Spaces

exception textworld.gym.spaces.text_spaces.VocabularyHasDuplicateTokens[source]

Bases: ValueError

class textworld.gym.spaces.text_spaces.Char(max_length, vocab=None, extra_vocab=[])[source]

Bases: MultiDiscrete

Character observation/action space

This space consists of a series of gym.spaces.Discrete objects all with the same parameters. Each gym.spaces.Discrete can take integer values between 0 and len(self.vocab).

Notes

The following special token will be prepended (if needed) to the vocabulary:

  • ‘#’ : Padding token

Parameters
  • max_length (int) – Maximum number of characters in a text.

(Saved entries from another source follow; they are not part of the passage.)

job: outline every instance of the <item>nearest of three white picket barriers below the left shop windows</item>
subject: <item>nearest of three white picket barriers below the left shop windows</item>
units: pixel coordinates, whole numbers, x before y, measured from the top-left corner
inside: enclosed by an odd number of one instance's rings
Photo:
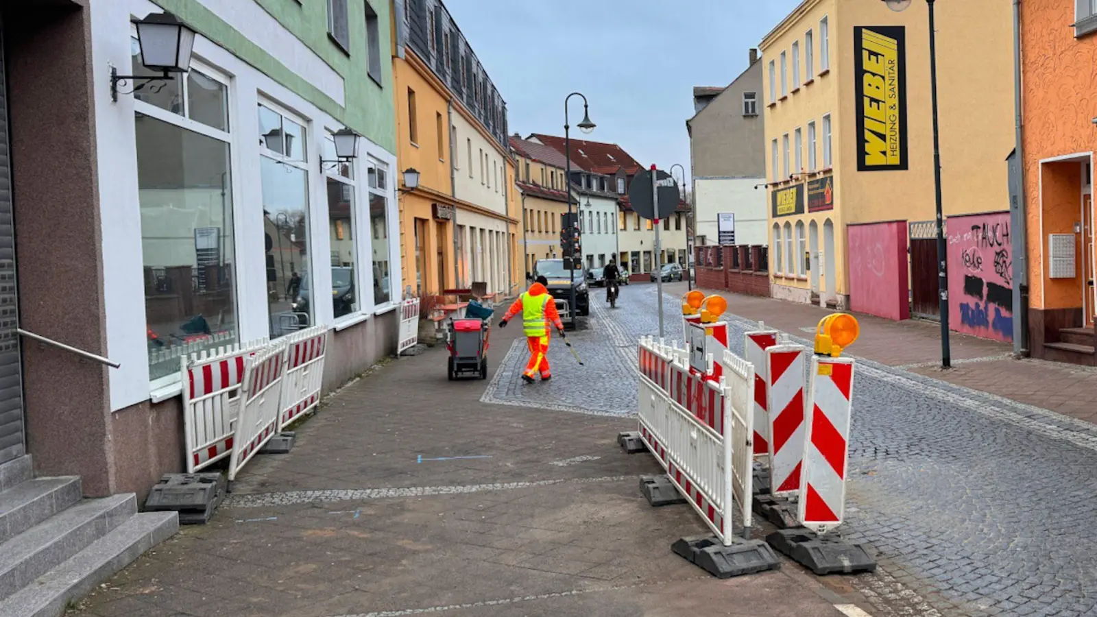
[[[245,359],[268,345],[267,339],[183,356],[183,433],[186,472],[194,473],[233,450],[233,424],[239,414]]]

  • vocab (list of char, optional) – Vocabulary defining this space. It shouldn’t contain any duplicate characters. If not provided, the vocabulary will consists in characters [a-z0-9], punctuations [” “, “-”, “’”] and padding ‘#’.

  • extra_vocab (list of char, optional) – Additional tokens to add to the vocabulary.

filter_unknown(text)[source]

Strip out all characters not in the vocabulary.

tokenize(text, padding=False)[source]

Tokenize characters found in the vocabulary.

Note: text will be padded up to self.max_length.

class textworld.gym.spaces.text_spaces.Word(max_length, vocab)[source]

Bases: MultiDiscrete

Word observation/action space

This space consists of a series of gym.spaces.Discrete objects all with the same parameters. Each gym.spaces.Discrete can take integer values between 0 and len(self.vocab).

Notes

The following special tokens will be prepended (if needed) to the vocabulary:

  • ‘<PAD>’ : Padding

  • ‘<UNK>’ : Unknown word

  • ‘<S>’ : Beginning of sentence

  • ‘</S>’ : End of sentence

Example

Let’s create an action space that can be used with textworld.gym.register_game. We are going to assume actions are short phrases up to 8 words long.

>>> import textworld
>>> gamefiles = ["/path/to/game.ulx", "/path/to/another/game.z8"]
>>> vocab = textworld.vocab.extract_from(gamefiles)
>>> vocab = sorted(vocab)  # Sorting the vocabulary, optional.
>>> action_space = textworld.gym.text_spaces.Word(max_length=8, vocab=vocab)
Parameters
  • max_length (int) – Maximum number of words in a text.

  • vocab (list of strings) – Vocabulary defining this space. It shouldn’t contain any duplicate words.

tokenize(text, padding=False)[source]

Tokenize words found in the vocabulary.

Note: text will be padded up to self.max_length.